Advanced searching
Many, if not most, UKeiG training sessions have to do with searching: new techniques, new technologies, and so on.
O'Reilly Radar (blog) reports:
Information Week reports: "In a research paper [pdf] presented last week at interactive television conference Euro ITV in Athens, Greece, Google researchers Michele Covell and Shumeet Baluja propose using ambient-audio identification technology to capture TV sound with a laptop PC to identify the show that is the source of the sound and to use that information to immediately return personalized Internet content to the PC. 'We showed how to sample the ambient sound emitted from a TV and automatically determine what is being watched from a small signature of the sound—all with complete privacy and minuscule effort,' Covell and Baluja write on the Google Research Blog. 'The system could keep up with users while they channel surf, presenting them with a real-time forum about a live political debate one minute and an ad-hoc chat room for a sporting event in the next.'"I think it was at the 2005 AGM day that we heard about new search techniques for finding images. Now sound searching is possible!
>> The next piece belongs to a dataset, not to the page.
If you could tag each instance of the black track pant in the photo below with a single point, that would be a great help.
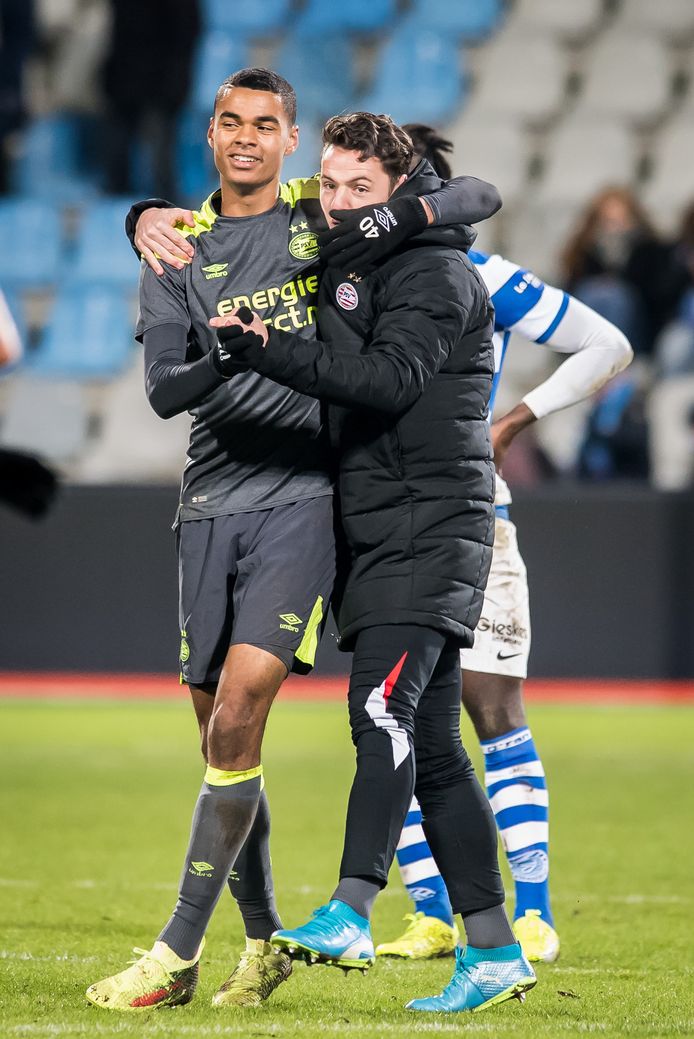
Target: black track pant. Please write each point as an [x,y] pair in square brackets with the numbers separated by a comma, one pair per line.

As O'Reilly Radar says, what is "most interesting about this technology is not its current intended use, but all its possible unintended uses!"
Who knows what you will hear about at the 2006 AGM day!

1 Comments:
This sounds like the same technology that Shazam uses to allow people in clubs and bars to call a number and the system "listens" to the music that is playing and then texts them back with the artist and title of it.
With the increasing integration of multimedia equipment in the home, and the increasing saturation of digital tv (which transmits authoritative, electronic information about what one is watching) this development, while interesting and even exciting to the geek within me, seems a bit gimmicky and unnecessary.